If there were any members of the staff who resented his presence because of the element of nepotism in his employment the feeling quickly evaporated. He immediately became a popular, probably the most popular, member of the staff. If there was ever a family member employed by a family corporation who received none of the favors normally suspected in these relationships it was Jack Gallivan on The Tribune. He worked longer hours, and, in addition to regular assignments, did more odd jobs which no one else wanted to do, than anyone else on the staff. His first regular job was that of a bookkeeper, surely an affront to an inspiring writer. After a few weeks in this unwanted post he worked in advertising, circulation, and editorial departments, starting on the copy desk in the latter department. In his spare time he was both manager and staff of the promotion department, wrote a sports column twice a week (a concession to his writing aspirations) and produced merchandising bulletins for advertisers. For years he fed The Tribune-Telegram's carrier pigeons housed on the roof of the Tribune Building. He did not escape from this chore until years after the sometimes useful and sometimes frustrating pigeons had been outmoded by two-way radio and mobile telephone communications. One of his numerous successful promotion ideas was an invitation during World War II for mothers of servicemen to send in their favorite prayer. One was published each day for several weeks before Thanksgiving Day and war savings stamps given for the one selected for publication on Thanksgiving morning. Gallivan not only fathered the idea but carried it out and he naturally acquired the title of "prayer editor."
On a dismal (for Gallivan) Saturday afternoon when his beloved Notre Dame football team was trailing Army's famous Mr. Inside and Outside (Blanchard and Davis) team by about forty points, Gallivan was called from the copy desk, where he was working, to the city desk to take a telephone call.
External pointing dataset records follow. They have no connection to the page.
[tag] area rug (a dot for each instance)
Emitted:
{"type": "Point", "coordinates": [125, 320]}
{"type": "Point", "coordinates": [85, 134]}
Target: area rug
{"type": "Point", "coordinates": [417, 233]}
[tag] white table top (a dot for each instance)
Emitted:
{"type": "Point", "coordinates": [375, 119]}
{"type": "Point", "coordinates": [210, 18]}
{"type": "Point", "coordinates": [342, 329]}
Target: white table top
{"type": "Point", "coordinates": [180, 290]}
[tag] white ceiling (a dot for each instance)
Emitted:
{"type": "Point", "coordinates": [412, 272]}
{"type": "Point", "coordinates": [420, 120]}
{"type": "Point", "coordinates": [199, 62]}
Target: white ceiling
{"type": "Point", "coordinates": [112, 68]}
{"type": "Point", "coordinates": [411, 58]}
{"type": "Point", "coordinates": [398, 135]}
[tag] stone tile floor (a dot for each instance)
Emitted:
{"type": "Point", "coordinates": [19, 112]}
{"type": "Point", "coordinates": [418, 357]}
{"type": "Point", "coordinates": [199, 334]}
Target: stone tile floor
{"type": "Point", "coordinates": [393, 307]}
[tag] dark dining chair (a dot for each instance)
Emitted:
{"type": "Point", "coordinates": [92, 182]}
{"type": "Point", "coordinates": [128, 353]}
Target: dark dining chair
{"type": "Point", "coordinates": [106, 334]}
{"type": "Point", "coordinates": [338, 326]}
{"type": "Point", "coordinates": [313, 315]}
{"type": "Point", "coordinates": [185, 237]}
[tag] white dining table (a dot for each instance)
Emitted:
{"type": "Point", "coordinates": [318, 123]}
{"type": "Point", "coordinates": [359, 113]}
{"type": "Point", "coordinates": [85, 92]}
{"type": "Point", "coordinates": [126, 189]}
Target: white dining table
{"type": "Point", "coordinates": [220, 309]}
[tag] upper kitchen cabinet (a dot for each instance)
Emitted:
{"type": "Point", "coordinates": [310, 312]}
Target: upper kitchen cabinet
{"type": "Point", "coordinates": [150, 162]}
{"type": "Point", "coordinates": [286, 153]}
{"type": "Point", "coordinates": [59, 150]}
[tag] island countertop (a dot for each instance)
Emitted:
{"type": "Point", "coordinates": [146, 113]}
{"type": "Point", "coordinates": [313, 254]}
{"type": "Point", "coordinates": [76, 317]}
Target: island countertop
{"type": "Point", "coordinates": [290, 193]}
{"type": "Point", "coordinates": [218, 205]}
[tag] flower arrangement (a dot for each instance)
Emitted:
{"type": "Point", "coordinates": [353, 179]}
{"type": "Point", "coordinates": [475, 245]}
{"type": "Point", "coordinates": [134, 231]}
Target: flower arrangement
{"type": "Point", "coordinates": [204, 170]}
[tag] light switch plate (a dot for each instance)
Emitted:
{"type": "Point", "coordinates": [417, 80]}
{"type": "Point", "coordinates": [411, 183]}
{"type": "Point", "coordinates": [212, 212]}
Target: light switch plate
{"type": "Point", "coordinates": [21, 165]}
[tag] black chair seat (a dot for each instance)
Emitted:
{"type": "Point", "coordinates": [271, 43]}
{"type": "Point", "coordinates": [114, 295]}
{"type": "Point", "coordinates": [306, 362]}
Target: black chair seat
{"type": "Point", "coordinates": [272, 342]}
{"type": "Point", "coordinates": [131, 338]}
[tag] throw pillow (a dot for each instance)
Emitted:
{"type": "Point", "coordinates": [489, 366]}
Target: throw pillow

A deep voice inquired: "Is this the prayer editor?" Gallivan, seeking to attune his voice to his title and hide his exasperation over the football game, replied that it was and solemnly asked if there was anything he could do for the caller.
"Why," the muffled voice intoned, "don't you say a prayer for Notre Dame?"
Immediately sensing that his leg was being pulled, Gallivan replied in unctuous tone: "Thou art a sonofabitch." The disguised voice was that of William (Bill) Coltrin, a Tribune sports writer.
During his period of training for the top job, Gallivan was "one of the boys" around The Tribune and he continued in that role without sacrifice of respect even after he moved into Fitzpatrick's office as assistant to the publisher. He had convinced his colleagues around the newspaper that he was marked for success whether he chose to work for the Chicago Tribune or The Salt Lake Tribune and that he was clearly the right choice to succeed Fitzpatrick. It was one of those instances when the staff, had they been given the privilege of electing their publisher, would have made the same choice as the owners.